14E Yhwh disse ad Abram                                                                      A’
dopo che Lot si fu separato da lui:
«Alza gli occhi … tutto il paese che vedi, lo darò a te…».

Una prima contrapposizione è data dalla terra dove ognuno abiterà: per Abram si tratta del paese di Canaan, dove il lemma ʾereṣ fa riferimento a un territorio ampio e vasto; la scelta di Lot è per le città del «distretto», dove già abbiamo detto che il termine  kikār richiama uno spazio concluso. Poi il lettore scoprirà che Lot si limiterà alla sola città di Sodoma. Una seconda opposizione chiama in causa la relazioni con Yhwh e la terra: la terra di Sodoma dove Lot ha deciso di abitare è popolata di malvagi e ribelli agli occhi di Dio, mentre quest’ultimo mostra ad Abram «tutta la terra» dove abita, quella che promette di dargli. Wénin vede in questo l’effetto della posizione che ognuno dei due tiene di fronte alla cupidigia: per chi dà spazio nel suo cuore alla cupidigia lo spazio diventa via via sempre più ristretto, mentre chi la “domina” vede aprirsi davanti a sé ampi spazi.

Lot sceglie per sé le città del distretto e pianta la sua tenda fino a Sodoma. Nel libro della Genesi la città non gode di molta stima da parte del narratore. La prima è fondata da Caino, un fratricida, e porta il nome di suo figlio, Enoc (cfr. 4,17). Segue poi Babele, la capitale del re Nimrod, «potente cacciatore» leggendario (cfr. 10,8-10). Edificata attraverso la negazione degli individui e il rifiuto della differenza (cfr. 11,1-9), partorirà gli imperi di Assur e Babilonia (10,10-11).
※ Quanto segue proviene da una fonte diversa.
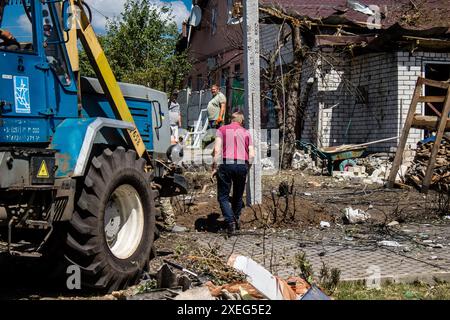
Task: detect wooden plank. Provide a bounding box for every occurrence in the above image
[422,89,450,193]
[316,35,375,46]
[427,102,442,117]
[411,114,450,131]
[419,96,445,103]
[387,77,425,188]
[421,78,450,89]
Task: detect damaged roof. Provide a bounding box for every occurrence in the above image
[260,0,450,30]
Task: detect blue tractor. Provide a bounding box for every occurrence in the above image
[0,0,186,291]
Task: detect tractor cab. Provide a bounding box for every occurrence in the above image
[0,0,77,144]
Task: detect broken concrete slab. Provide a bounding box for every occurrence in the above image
[344,207,371,224]
[228,254,297,300]
[174,286,216,300]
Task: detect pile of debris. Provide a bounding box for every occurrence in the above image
[292,150,325,175]
[130,251,330,300]
[405,136,450,191]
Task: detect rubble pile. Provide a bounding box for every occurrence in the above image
[356,153,391,178]
[405,137,450,191]
[292,150,322,174]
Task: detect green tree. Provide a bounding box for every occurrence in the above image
[81,0,190,92]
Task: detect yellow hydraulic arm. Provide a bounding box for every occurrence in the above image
[69,0,148,158]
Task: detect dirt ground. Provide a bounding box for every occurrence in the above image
[168,171,448,232]
[0,171,450,300]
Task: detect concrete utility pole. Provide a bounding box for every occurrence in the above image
[244,0,262,205]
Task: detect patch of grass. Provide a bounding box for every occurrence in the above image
[333,282,450,300]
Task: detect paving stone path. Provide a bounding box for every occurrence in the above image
[172,221,450,282]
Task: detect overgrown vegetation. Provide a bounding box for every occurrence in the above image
[80,0,190,93]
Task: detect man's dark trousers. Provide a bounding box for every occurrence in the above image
[217,160,248,224]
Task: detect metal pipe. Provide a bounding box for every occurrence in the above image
[0,207,8,221]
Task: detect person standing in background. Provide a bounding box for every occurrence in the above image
[213,111,255,235]
[207,84,227,129]
[169,91,181,143]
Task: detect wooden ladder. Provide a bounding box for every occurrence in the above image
[387,77,450,193]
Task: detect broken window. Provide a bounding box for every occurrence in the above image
[227,0,243,24]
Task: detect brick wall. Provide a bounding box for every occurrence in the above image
[302,52,450,152]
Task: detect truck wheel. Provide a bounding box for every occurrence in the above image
[65,147,157,291]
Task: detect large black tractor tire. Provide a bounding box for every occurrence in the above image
[64,147,158,292]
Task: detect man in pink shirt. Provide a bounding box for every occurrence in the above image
[213,111,255,235]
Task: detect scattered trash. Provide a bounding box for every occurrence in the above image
[206,282,264,300]
[308,181,322,188]
[261,158,275,170]
[163,259,209,283]
[345,207,370,224]
[320,221,331,228]
[387,221,400,228]
[175,286,216,300]
[378,240,402,247]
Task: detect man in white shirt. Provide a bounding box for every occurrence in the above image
[169,91,181,143]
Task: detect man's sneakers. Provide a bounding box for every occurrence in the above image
[227,222,236,236]
[234,217,241,230]
[166,225,189,233]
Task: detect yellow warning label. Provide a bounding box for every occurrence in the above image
[38,160,50,178]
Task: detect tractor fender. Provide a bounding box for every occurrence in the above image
[50,118,135,178]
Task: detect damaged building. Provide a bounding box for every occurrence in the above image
[181,0,450,152]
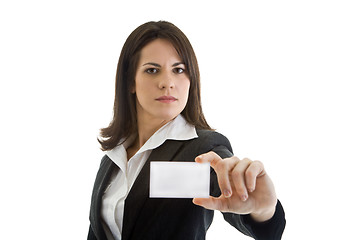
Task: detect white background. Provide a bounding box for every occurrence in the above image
[0,0,360,240]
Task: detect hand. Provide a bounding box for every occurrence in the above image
[193,152,277,222]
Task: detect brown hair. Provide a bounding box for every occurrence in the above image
[98,21,211,150]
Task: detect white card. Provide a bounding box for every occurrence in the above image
[150,161,210,198]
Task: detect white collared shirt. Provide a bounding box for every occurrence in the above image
[101,114,198,240]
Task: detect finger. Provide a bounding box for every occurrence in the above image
[193,197,229,212]
[231,158,251,201]
[195,152,236,198]
[195,151,222,168]
[245,161,265,192]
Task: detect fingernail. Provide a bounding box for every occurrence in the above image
[224,190,231,198]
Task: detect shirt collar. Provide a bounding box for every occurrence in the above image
[105,114,198,167]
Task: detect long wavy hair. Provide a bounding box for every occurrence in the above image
[98,21,211,151]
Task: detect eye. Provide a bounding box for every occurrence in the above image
[173,68,185,74]
[145,68,159,74]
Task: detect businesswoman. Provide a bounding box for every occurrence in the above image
[88,21,285,240]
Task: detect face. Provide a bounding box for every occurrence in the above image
[134,39,190,123]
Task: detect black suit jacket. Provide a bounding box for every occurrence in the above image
[88,130,285,240]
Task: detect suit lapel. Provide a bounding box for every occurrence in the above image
[122,140,184,240]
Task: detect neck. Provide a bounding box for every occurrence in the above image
[135,117,169,149]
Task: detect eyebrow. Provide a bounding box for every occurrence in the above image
[143,62,185,67]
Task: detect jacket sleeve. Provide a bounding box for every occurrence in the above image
[211,146,286,240]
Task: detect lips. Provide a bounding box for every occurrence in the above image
[155,96,177,103]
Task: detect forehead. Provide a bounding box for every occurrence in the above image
[139,38,181,62]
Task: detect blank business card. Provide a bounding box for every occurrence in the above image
[150,161,210,198]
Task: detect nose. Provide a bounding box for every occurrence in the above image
[159,73,175,89]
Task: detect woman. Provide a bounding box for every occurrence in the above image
[88,21,285,240]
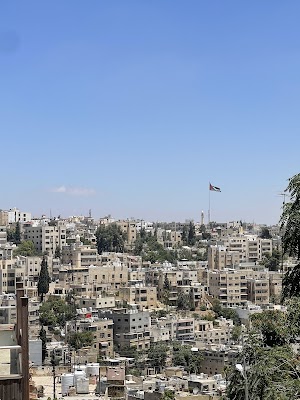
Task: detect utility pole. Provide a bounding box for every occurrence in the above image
[51,349,56,399]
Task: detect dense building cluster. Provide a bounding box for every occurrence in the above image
[0,208,293,399]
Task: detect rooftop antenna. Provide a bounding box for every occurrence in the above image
[278,192,291,204]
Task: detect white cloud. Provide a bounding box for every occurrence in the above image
[51,185,95,196]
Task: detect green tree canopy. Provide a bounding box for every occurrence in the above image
[259,226,272,239]
[280,174,300,300]
[96,224,125,254]
[67,331,93,350]
[148,342,168,370]
[39,296,76,329]
[14,240,37,257]
[226,337,300,400]
[173,343,203,374]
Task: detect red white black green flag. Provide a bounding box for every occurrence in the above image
[209,183,221,192]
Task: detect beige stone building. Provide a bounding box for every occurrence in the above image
[208,270,251,307]
[195,318,233,346]
[224,235,273,262]
[119,284,157,309]
[23,221,67,255]
[247,271,270,305]
[117,220,137,245]
[68,313,114,361]
[207,245,240,270]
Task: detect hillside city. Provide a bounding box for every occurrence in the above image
[0,208,297,400]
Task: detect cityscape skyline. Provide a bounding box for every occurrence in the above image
[0,0,300,225]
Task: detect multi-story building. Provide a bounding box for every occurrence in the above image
[163,315,195,342]
[61,241,98,268]
[247,271,270,305]
[117,220,137,245]
[225,235,273,262]
[207,245,240,270]
[200,345,239,376]
[7,208,31,224]
[195,318,233,346]
[269,271,282,300]
[208,269,251,307]
[77,295,116,310]
[106,308,151,352]
[0,210,8,226]
[68,316,114,361]
[0,225,7,246]
[23,221,67,255]
[119,284,157,309]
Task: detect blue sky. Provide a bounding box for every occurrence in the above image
[0,0,300,224]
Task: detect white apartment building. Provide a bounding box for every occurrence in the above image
[207,245,240,270]
[225,235,273,262]
[7,208,31,224]
[208,269,252,307]
[23,221,67,255]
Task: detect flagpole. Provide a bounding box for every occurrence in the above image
[207,182,210,225]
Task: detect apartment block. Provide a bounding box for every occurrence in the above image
[119,284,157,309]
[195,318,233,347]
[106,308,151,351]
[247,272,270,305]
[207,245,240,270]
[23,221,67,255]
[117,220,137,245]
[68,314,114,361]
[208,270,251,307]
[7,208,31,224]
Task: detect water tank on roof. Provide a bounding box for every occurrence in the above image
[61,374,74,396]
[74,369,85,386]
[86,363,99,376]
[76,378,89,394]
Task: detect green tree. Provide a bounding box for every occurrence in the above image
[67,331,93,350]
[226,336,300,400]
[115,346,138,360]
[14,240,37,257]
[160,389,175,400]
[96,224,125,254]
[39,296,76,329]
[54,246,61,258]
[280,174,300,300]
[37,257,50,301]
[251,310,287,347]
[148,342,168,371]
[172,343,203,374]
[39,326,47,363]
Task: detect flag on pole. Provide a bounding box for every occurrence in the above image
[209,182,221,192]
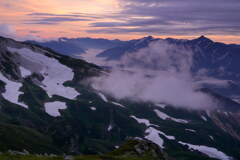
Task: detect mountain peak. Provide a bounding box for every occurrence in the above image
[195,35,212,42]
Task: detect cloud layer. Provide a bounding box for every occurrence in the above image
[90,40,217,109]
[89,0,240,35]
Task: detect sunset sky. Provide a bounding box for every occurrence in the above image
[0,0,240,44]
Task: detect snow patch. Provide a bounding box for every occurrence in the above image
[185,129,196,132]
[108,123,113,131]
[130,116,152,127]
[201,116,207,121]
[111,102,125,108]
[154,109,188,123]
[8,47,80,99]
[179,141,232,160]
[0,73,28,108]
[98,92,108,102]
[155,103,167,109]
[91,107,97,111]
[19,66,32,78]
[209,135,214,140]
[44,101,67,117]
[145,127,175,148]
[145,127,164,148]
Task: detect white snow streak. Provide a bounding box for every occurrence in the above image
[44,101,67,117]
[154,109,188,123]
[8,47,79,99]
[0,73,28,108]
[179,141,232,160]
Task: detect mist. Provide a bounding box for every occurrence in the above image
[89,40,217,110]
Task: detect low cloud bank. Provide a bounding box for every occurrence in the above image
[0,23,55,42]
[90,40,217,109]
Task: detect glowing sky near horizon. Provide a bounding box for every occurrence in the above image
[0,0,240,44]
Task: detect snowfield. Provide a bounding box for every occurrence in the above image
[8,47,79,99]
[111,102,125,108]
[44,101,67,117]
[91,107,96,111]
[19,66,32,78]
[145,127,164,148]
[145,127,175,148]
[154,109,188,123]
[0,73,28,108]
[98,92,108,102]
[130,116,158,127]
[178,141,233,160]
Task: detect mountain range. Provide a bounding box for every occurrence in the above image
[0,36,240,160]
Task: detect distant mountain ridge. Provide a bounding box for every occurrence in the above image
[0,37,240,160]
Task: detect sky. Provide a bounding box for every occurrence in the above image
[0,0,240,44]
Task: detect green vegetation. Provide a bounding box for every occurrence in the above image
[0,139,172,160]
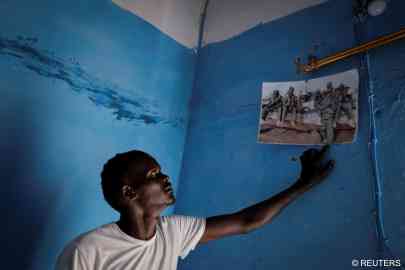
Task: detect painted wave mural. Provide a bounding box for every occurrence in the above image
[0,36,184,127]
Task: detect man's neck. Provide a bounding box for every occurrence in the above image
[117,213,159,240]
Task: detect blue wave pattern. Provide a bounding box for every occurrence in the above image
[0,36,184,127]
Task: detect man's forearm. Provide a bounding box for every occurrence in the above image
[238,184,308,233]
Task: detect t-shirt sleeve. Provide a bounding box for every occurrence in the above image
[55,243,90,270]
[166,215,206,259]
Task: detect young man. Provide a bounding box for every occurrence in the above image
[56,146,334,270]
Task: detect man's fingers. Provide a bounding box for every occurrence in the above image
[322,159,335,178]
[316,144,330,162]
[300,148,319,163]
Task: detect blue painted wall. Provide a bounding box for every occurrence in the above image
[176,0,398,270]
[360,0,405,260]
[0,0,196,270]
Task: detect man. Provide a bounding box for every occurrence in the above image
[316,82,337,144]
[56,147,334,270]
[281,86,298,126]
[262,90,283,121]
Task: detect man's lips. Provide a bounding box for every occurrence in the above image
[163,183,173,193]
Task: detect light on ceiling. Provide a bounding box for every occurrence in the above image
[367,0,387,16]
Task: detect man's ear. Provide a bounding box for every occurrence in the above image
[121,185,138,200]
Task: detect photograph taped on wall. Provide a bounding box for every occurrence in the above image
[258,69,359,145]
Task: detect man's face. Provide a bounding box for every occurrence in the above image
[128,159,176,212]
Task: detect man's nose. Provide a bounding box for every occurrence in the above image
[162,174,169,183]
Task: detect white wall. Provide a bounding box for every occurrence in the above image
[112,0,205,48]
[204,0,326,45]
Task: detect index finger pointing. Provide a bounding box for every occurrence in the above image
[317,144,330,161]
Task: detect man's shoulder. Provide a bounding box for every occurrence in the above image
[68,223,114,252]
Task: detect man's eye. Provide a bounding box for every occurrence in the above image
[150,172,159,178]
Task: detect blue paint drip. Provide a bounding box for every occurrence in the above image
[0,36,184,127]
[365,52,405,269]
[364,53,386,249]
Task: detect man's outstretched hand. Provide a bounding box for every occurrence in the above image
[294,145,335,190]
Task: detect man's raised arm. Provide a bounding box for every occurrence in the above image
[200,146,335,243]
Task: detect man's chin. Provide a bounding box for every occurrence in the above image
[167,195,176,206]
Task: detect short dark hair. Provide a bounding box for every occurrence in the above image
[101,150,156,212]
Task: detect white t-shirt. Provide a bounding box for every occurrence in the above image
[56,215,205,270]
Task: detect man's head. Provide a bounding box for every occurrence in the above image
[101,150,175,214]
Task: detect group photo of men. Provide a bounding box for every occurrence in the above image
[258,69,358,144]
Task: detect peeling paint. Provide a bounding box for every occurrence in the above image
[0,36,184,127]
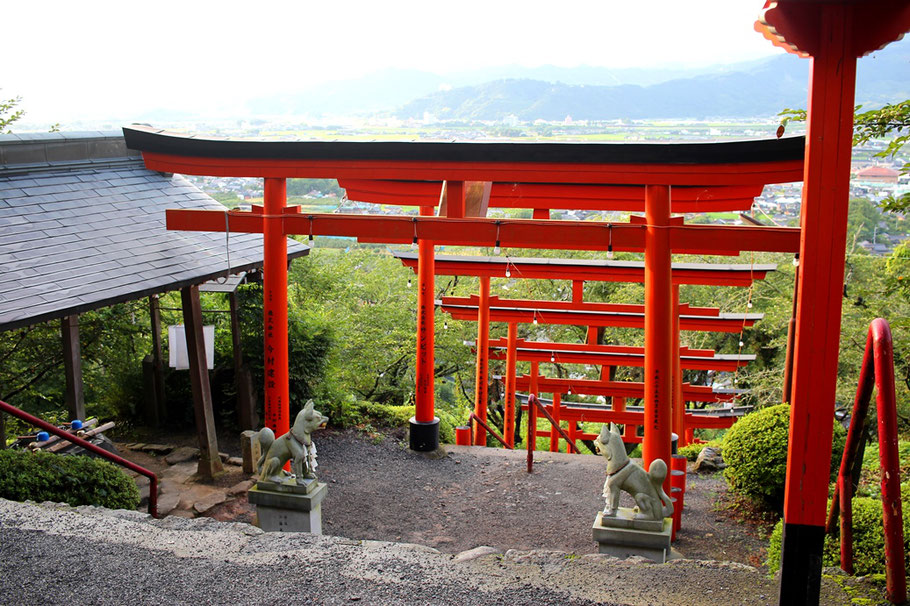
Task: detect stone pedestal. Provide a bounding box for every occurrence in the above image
[248,480,328,534]
[593,507,673,564]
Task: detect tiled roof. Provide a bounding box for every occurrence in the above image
[0,133,309,331]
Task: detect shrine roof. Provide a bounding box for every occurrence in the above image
[0,132,309,331]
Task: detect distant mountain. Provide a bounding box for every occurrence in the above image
[243,40,910,120]
[395,41,910,121]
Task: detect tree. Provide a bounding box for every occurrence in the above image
[0,92,25,133]
[777,104,910,213]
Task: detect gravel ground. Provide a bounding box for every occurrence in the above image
[207,430,767,566]
[0,499,884,606]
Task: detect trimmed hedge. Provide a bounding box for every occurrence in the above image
[766,484,910,576]
[0,450,139,509]
[722,404,846,511]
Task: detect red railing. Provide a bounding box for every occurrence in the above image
[528,393,578,473]
[825,318,907,604]
[468,412,512,450]
[0,400,158,518]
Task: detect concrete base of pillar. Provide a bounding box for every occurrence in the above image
[248,483,328,534]
[408,417,439,452]
[593,508,673,564]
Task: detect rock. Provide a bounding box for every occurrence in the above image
[193,491,227,513]
[164,446,199,465]
[453,545,502,562]
[158,493,180,516]
[140,444,174,455]
[695,446,727,473]
[227,480,256,497]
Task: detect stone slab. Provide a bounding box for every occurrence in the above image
[256,479,318,494]
[247,482,328,511]
[593,512,673,564]
[598,507,664,532]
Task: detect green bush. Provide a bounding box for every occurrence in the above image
[721,404,846,511]
[766,484,910,576]
[0,450,139,509]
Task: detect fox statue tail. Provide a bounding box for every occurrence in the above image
[255,427,275,473]
[648,459,673,518]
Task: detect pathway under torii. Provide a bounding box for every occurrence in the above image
[124,0,910,592]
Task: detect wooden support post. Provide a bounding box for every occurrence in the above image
[262,177,291,436]
[642,185,673,494]
[550,392,572,452]
[409,208,442,452]
[572,280,585,303]
[146,295,167,427]
[778,4,859,604]
[180,285,223,479]
[228,291,259,431]
[503,322,518,448]
[60,316,85,420]
[474,276,490,446]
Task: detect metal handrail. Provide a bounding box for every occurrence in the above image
[825,318,907,604]
[0,400,158,518]
[468,412,512,450]
[528,393,579,473]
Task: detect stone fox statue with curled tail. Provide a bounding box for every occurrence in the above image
[256,400,329,484]
[594,423,673,520]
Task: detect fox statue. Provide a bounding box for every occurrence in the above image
[594,423,673,520]
[256,400,329,484]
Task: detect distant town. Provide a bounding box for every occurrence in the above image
[190,115,910,255]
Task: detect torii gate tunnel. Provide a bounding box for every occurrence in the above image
[124,0,910,604]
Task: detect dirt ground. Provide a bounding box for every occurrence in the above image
[160,430,766,566]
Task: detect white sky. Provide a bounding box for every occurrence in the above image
[0,0,782,123]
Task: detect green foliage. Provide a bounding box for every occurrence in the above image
[0,450,139,509]
[0,92,25,133]
[722,404,846,511]
[766,484,910,576]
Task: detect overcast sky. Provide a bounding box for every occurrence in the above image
[0,0,783,123]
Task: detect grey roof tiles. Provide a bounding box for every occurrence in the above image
[0,133,309,331]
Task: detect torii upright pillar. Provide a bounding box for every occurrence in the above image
[642,185,674,493]
[408,206,439,452]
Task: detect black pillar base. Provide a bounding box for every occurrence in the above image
[409,417,439,452]
[777,523,825,606]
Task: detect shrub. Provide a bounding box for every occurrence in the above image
[766,484,910,576]
[0,450,139,509]
[722,404,846,511]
Nel nostro passo la caratterizzazione negativa della città è data da un inciso: «Ora gli uomini di Sodoma erano malvagi» (v. 13a). Nell’economia narrativa del ciclo di Abramo il v. 13 è, come il v. 10, una prolessi che precisa come la futura distruzione di Sodoma e Gomorra sarà dovuta alla colpa dei suoi abitanti. La loro malvagità gli rende colpevoli agli occhi di Yhwh. C’è nella dinamica narrativa una sorta di legge del contrappunto: la trama narrativa attira l’attenzione su questa città così diversa dalle apparenze che hanno catturato lo sguardo di Lot e risvegliato la sua cupidigia. Il lettore intuisce che il nipote ha fatto una scelta infelice se con cattiva. In questo modo il narratore avvia un filo narrativa che nel prosieguo del racconto svilupperà. Per ora Lot crede di essersi installato in un “nuovo” paradiso, mentre il lettore ne resta dubbioso.

  1. Cfr. L. Alonso Schökel, Dizionario di Ebraico Biblico, San Paolo, Cinisello Balsamo (MI) 2013, 386-387.
  2. Cfr. Hamilton, Genesis 1–17, pos. 6980. Sulla forza del vedere come principio di seduzione cfr.  A. Wénin, Il serpente e la donna, o il processo del male secondo Genesi 2-3, in «Concilium» 1 (2004), 55-65.
  3. Per la costruzione chiastica cfr. Wénin, Abramo e l’educazione divina, 48.